The headers are long and convoluted.
There are a few values in as N/A in the dataset, which R thinks is a string.
All the numbers have commas, so R thinks all the numeric values are all strings.

There are a few NA values that I would not want to impute because they are probably zero. Iceland has no armed forces and manages only a small coast guard. North Macedonia joined NATO in March 2020, so it doesn’t have all the data completely.

So first, let’s do some quick data cleaning:

Clean the variable names to remove symbols and adds underscores with a function from the janitor package

library(janitor)
nato_exp  <- nato_exp %>% clean_names()

Delete the first row. which contains some extra header text:

nato_exp <- nato_exp[-c(1),]

Rename the headers to better reflect the original Wikipedia table headings In this rename() function,

the first string in the variable name we want and
the second string is the original heading as it was cleaned from the above clean_names() function:

nato_exp <- nato_exp %>%
 rename("def_exp_millions" = "defence_expenditure_us_f",
 "def_exp_gdp" = "defence_expenditure_us_f_2",
 "def_exp_per_capita" = "defence_expenditure_us_f_3",
 "population" = "population_a",
 "gdp" = "gdp_nominal_e",
 "personnel" = "personnel_f")

Next turn all the N/A value strings to NULL. The na_strings object we create can be used with other instances of pesky missing data varieties, other than just N/A string.

na_strings <- c("N A", "N / A", "N/A", "N/ A", "Not Available", "Not available")

nato_exp <- nato_exp %>% replace_with_na_all(condition = ~.x %in% na_strings)

Remove all the commas from the number columns and convert the character strings to numeric values with a quick function we apply to all numeric columns in the data.frame.

remove_comma <- function(x) {as.numeric(gsub(",", "", x, fixed = TRUE))}

nato_exp[2:7] <- sapply(nato_exp[2:7], remove_comma)

Next, we can calculate the average NATO score of all the countries (excluding the member_state variable, which is a character string).

We’ll exclude the NATO total column (as it is not a member_state but an aggregate of them all) and the data about Iceland and North Macedonia, which have missing values.

nato_average <- nato_exp %>%
filter(member_state != 'NATO' & member_state != 'Iceland' & member_state != 'North Macedonia') %>%
summarise_if(is.numeric, mean, na.rm = TRUE)

Re-arrange the columns so the two data.frames match:

nato_average$member_state = "NATO average"
nato_average <- nato_average %>% select(member_state, everything())

Bind the two data.frames together

nato_exp <- rbind(nato_exp, nato_average)

Create a new factor variable that categorises countries into either above or below the NATO average defense spending.

Also we can specify a category to distinguish those countries that have reached the NATO target of their defense spending equal to 2% of their GDP.

nato_exp <- nato_exp %>% 
filter(member_state != 'NATO' & member_state!= "North Macedonia" & member_state!= "Iceland") %>% 
dplyr::mutate(difference = case_when(def_exp_gdp >= 2 ~ "Above NATO 2% GDP quota", between(def_exp_gdp, 1.6143, 2) ~ "Above NATO average", between(def_exp_gdp, 1.61427, 1.61429) ~ "NATO average", def_exp_gdp <= 1.613 ~ "Below NATO average"))

Create a vector of hex colours to correspond to the different categories.
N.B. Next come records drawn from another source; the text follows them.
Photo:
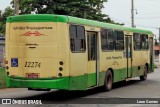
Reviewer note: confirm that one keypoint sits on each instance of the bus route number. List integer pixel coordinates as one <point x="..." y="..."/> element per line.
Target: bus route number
<point x="33" y="64"/>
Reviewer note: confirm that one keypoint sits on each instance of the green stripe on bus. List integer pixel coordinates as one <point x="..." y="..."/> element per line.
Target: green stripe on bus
<point x="72" y="83"/>
<point x="69" y="19"/>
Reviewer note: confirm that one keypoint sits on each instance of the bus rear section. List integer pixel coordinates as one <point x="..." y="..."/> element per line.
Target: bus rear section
<point x="32" y="55"/>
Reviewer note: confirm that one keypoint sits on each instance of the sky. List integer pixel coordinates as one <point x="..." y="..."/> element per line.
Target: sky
<point x="147" y="17"/>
I choose traffic light colors to indicate the

green countries (those who have reached the NATO 2% quota),
orange countries (above the NATO average but below the spending target) and
red countries (below the NATO spending average).

The blue colour is for the NATO average bar,

my_palette <- c( "Below NATO average" = "#E60000", "NATO average" = "#012169", "Above NATO average" = "#FF7800", "Above NATO 2% GDP quota" = "#4CBB17")

Finally, we create a graph with ggplot, and use the reorder() function to arrange the bars in ascending order.

NATO allies are encouraged to hit the target of 2% of gross domestic product. So, we add a geom_vline() to demarcate the NATO 2% quota.

nato_bar <- nato_exp %>% 
  filter(member_state != 'NATO' & member_state!= "North Macedonia" & member_state!= "Iceland") %>%
  ggplot(aes(x= reorder(member_state, def_exp_gdp), y = def_exp_gdp, 
fill=factor(difference))) + 
  geom_bar(stat = "identity") +
  geom_vline(xintercept = 22.55, colour="firebrick", linetype = "longdash", size = 1) +
  geom_text(aes(x=22, label="NATO 2% quota", y=3), colour="firebrick", text=element_text(size=20)) +
  labs(title = "NATO members Defense Expenditure as a percentage GDP ",
       subtitle = "Source: NATO, 2019",
       x = "NATO Member States",
       y = "Defense Expenditure (as % GDP) ")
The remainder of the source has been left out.